Clandestini, Bossi: "Il reato serve da muro"

Il leader della Lega nega che il governo sia diviso in materia di legge sull'immigrazione. E ribadisce: "E' meglio che il reato di clandestinità ci sia, perché fa un muro esterno, è un monito per far
capire che non è più come prima. E' un messaggio: non venite
clandestinamente perché rischiate"

Varese - Il leader della Lega Nord Umberto Bossi torna a parlare sul pacchetto sicurezza e fa sapere che "il governo è compatto, quindi non vedo come fa a essere a rischio". Nei giorni scorsi, infatti, l'opposizione aveva denunciato le divisioni in seno all'esecutivo circa le misure da adottare, specie in materia d'immigrazione. Bossi, però, getta acqua sul fuoco, anche se ribadisce che il reato d'immigrazione clandestina "è meglio che ci sia, perché fa un muro esterno, è un monito per far capire che non è più come prima. E' un messaggio: non venite clandestinamente perché rischiate".

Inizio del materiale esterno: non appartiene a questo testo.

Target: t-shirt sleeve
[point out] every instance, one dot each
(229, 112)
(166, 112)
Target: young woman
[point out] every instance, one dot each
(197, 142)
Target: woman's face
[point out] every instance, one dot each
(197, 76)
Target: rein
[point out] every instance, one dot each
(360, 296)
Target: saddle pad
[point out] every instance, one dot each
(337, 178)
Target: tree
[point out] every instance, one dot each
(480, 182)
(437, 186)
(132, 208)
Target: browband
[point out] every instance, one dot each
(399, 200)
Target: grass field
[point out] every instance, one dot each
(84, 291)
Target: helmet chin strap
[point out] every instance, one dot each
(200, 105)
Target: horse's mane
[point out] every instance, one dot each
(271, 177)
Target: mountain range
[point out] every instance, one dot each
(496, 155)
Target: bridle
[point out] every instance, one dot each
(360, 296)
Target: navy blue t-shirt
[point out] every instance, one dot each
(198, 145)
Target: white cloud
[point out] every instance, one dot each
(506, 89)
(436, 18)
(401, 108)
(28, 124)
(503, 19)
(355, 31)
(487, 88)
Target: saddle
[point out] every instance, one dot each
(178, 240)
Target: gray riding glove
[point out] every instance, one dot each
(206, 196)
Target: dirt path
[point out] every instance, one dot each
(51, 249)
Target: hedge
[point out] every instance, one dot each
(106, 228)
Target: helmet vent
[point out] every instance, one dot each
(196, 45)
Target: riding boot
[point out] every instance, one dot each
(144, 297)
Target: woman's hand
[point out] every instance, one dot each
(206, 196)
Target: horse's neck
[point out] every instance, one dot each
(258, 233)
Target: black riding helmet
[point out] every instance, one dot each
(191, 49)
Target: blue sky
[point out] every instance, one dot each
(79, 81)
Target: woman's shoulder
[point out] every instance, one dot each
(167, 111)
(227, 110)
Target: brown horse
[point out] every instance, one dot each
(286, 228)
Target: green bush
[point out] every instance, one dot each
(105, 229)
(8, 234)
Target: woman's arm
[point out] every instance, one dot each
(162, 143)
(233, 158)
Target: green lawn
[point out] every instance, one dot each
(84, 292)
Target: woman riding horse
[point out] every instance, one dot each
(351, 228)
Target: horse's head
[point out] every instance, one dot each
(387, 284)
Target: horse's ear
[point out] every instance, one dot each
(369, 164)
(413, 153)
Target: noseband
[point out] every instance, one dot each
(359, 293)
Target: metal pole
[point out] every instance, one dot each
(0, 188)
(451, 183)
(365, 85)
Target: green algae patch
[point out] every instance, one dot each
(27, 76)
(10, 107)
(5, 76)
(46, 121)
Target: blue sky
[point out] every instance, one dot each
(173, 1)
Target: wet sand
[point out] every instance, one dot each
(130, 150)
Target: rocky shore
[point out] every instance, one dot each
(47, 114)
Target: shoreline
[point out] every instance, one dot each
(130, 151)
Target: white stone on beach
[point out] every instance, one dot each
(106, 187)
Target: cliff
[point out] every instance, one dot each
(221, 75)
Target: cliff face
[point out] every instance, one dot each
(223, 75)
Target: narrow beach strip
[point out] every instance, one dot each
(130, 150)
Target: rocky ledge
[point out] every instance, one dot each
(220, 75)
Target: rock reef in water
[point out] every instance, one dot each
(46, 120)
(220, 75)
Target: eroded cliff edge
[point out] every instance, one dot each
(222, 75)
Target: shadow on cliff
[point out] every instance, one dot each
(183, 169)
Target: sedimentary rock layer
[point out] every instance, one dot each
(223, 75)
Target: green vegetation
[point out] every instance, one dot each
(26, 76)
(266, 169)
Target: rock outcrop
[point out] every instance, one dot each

Rifiuti dal Nord al Sud Bossi interviene anche sullo scottante tema dei rifiuti: "E' stata fatta un'analisi di una commissione, in cui si vede che una parte sono venuti anche dal nord, su questo nessuno può dire di sì o di no. La Commissione ha stabilito questo dopo un anno di ricerche, quindi qualcosa di vero dovrebbe esserci".

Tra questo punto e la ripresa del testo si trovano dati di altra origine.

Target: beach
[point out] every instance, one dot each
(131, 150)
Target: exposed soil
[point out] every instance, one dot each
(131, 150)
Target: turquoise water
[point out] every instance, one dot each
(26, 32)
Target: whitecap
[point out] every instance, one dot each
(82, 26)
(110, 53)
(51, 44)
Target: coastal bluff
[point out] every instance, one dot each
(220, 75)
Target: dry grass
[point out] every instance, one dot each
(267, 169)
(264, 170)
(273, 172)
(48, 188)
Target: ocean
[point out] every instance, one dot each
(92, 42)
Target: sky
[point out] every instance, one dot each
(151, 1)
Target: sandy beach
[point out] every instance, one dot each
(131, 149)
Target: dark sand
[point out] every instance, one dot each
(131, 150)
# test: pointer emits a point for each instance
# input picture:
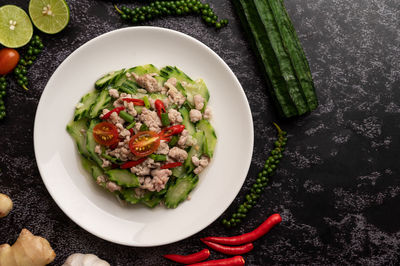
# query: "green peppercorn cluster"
(3, 86)
(175, 8)
(34, 48)
(261, 182)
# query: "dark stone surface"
(338, 186)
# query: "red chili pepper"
(169, 131)
(137, 102)
(233, 261)
(171, 165)
(229, 250)
(159, 105)
(132, 163)
(271, 221)
(191, 258)
(117, 110)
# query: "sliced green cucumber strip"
(123, 177)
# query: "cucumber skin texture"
(74, 129)
(87, 100)
(196, 149)
(210, 139)
(189, 126)
(296, 52)
(123, 177)
(91, 143)
(102, 101)
(108, 79)
(277, 42)
(179, 191)
(255, 31)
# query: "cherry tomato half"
(8, 60)
(144, 143)
(169, 131)
(105, 134)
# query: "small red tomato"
(8, 60)
(105, 134)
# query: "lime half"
(49, 16)
(15, 26)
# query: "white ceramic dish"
(96, 210)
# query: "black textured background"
(338, 186)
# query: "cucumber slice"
(85, 104)
(198, 88)
(186, 121)
(179, 191)
(145, 69)
(179, 171)
(173, 72)
(195, 150)
(123, 177)
(108, 79)
(129, 195)
(76, 129)
(92, 168)
(210, 137)
(102, 100)
(91, 143)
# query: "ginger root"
(79, 259)
(5, 205)
(28, 250)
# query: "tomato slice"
(105, 134)
(144, 143)
(8, 60)
(169, 131)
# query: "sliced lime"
(49, 16)
(15, 26)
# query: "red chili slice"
(159, 105)
(233, 261)
(131, 164)
(171, 165)
(271, 221)
(191, 258)
(137, 102)
(169, 131)
(117, 110)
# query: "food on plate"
(144, 134)
(15, 26)
(79, 259)
(5, 205)
(8, 60)
(279, 49)
(27, 250)
(190, 258)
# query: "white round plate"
(97, 210)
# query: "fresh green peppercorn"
(262, 180)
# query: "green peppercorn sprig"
(3, 86)
(34, 48)
(175, 8)
(261, 182)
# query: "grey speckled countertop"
(338, 186)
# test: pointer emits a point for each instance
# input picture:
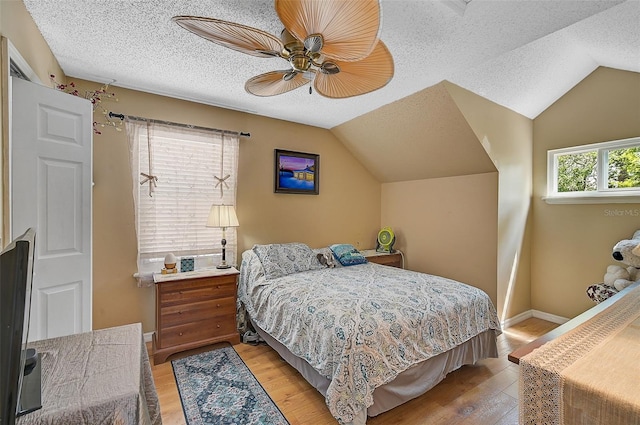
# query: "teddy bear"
(617, 278)
(627, 252)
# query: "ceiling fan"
(332, 43)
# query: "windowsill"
(593, 199)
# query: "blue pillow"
(347, 255)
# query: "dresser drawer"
(197, 331)
(194, 312)
(195, 290)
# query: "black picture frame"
(296, 172)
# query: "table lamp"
(223, 216)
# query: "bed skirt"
(411, 383)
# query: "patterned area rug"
(216, 387)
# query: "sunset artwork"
(296, 172)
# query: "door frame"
(8, 53)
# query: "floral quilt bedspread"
(360, 326)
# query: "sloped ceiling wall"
(421, 136)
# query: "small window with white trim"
(600, 172)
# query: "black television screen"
(16, 272)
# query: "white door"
(50, 190)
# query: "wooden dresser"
(194, 309)
(394, 259)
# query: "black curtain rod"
(122, 117)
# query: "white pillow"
(283, 259)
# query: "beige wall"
(507, 138)
(571, 244)
(447, 226)
(347, 209)
(16, 25)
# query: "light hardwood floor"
(483, 394)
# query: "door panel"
(51, 169)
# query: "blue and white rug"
(216, 387)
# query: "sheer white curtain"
(178, 173)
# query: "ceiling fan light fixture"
(332, 44)
(300, 62)
(329, 68)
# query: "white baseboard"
(549, 317)
(533, 313)
(507, 323)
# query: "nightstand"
(194, 309)
(394, 259)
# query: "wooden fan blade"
(238, 37)
(356, 78)
(273, 83)
(349, 28)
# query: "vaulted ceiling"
(521, 54)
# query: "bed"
(368, 337)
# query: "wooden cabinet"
(194, 309)
(394, 259)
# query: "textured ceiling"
(522, 54)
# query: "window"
(601, 172)
(178, 173)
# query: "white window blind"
(178, 173)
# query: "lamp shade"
(222, 216)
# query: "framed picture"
(296, 172)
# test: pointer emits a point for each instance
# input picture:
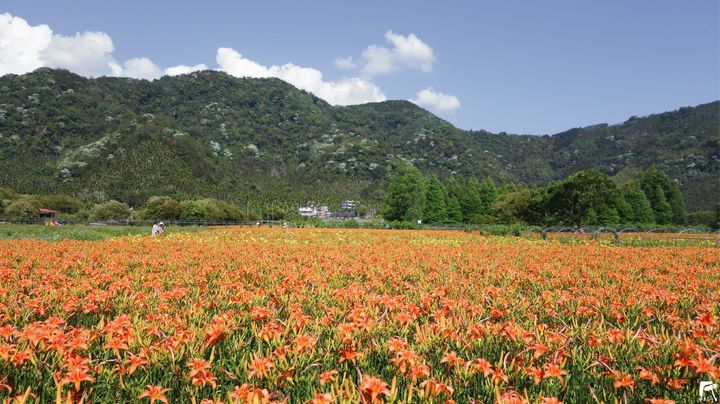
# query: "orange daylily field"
(260, 315)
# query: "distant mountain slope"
(208, 133)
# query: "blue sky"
(520, 67)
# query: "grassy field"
(80, 232)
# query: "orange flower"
(321, 398)
(155, 393)
(328, 376)
(553, 370)
(372, 388)
(625, 382)
(260, 367)
(349, 354)
(77, 376)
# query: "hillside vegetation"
(208, 134)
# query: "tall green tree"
(470, 199)
(435, 210)
(677, 204)
(454, 213)
(638, 210)
(664, 197)
(406, 195)
(488, 195)
(586, 197)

Prostituzione "In uno stato laico è difficile parlare di pericolo per la moralità: è più un pericolo per la sanità che per la moralità. Comunque noi non abbiamo ancora preso posizione".

Abolizione dell'Ici "L'Ici non è stata abolita, adesso paga lo Stato invece dei cittadini. Io ragiono così: quello che è del comune deve essere del territorio, per esempio l'Ici. Secondo me, anche se le elezioni sono andate come sono andate, ha iniziato Veltroni a parlare agli italiani di Ici e poi logicamente la controparte gli è andata dietro: però l'Ici va tenuta ai Comuni".

Federalismo Il ministro delle riforme ha confermato ciò che aveva detto a Pontida domenica scorsa, cioè che in materia di federalismo ci sono dei contatti con l'opposizione. "Con Berlusconi che è partito dicendo che bisogna fare le cose insieme alla sinistra - ha detto - io sto cercando di adeguarmi e tratto con la sinistra. Logicamente è una cosa difficile perché per cambiare una parola ci vuole un pomeriggio di battibecchi". Sul federalismo fiscale Bossi ha chiarito che il "pacchetto" sarà pronto entro la fine dell'anno, "in parallelo con la Finanziaria".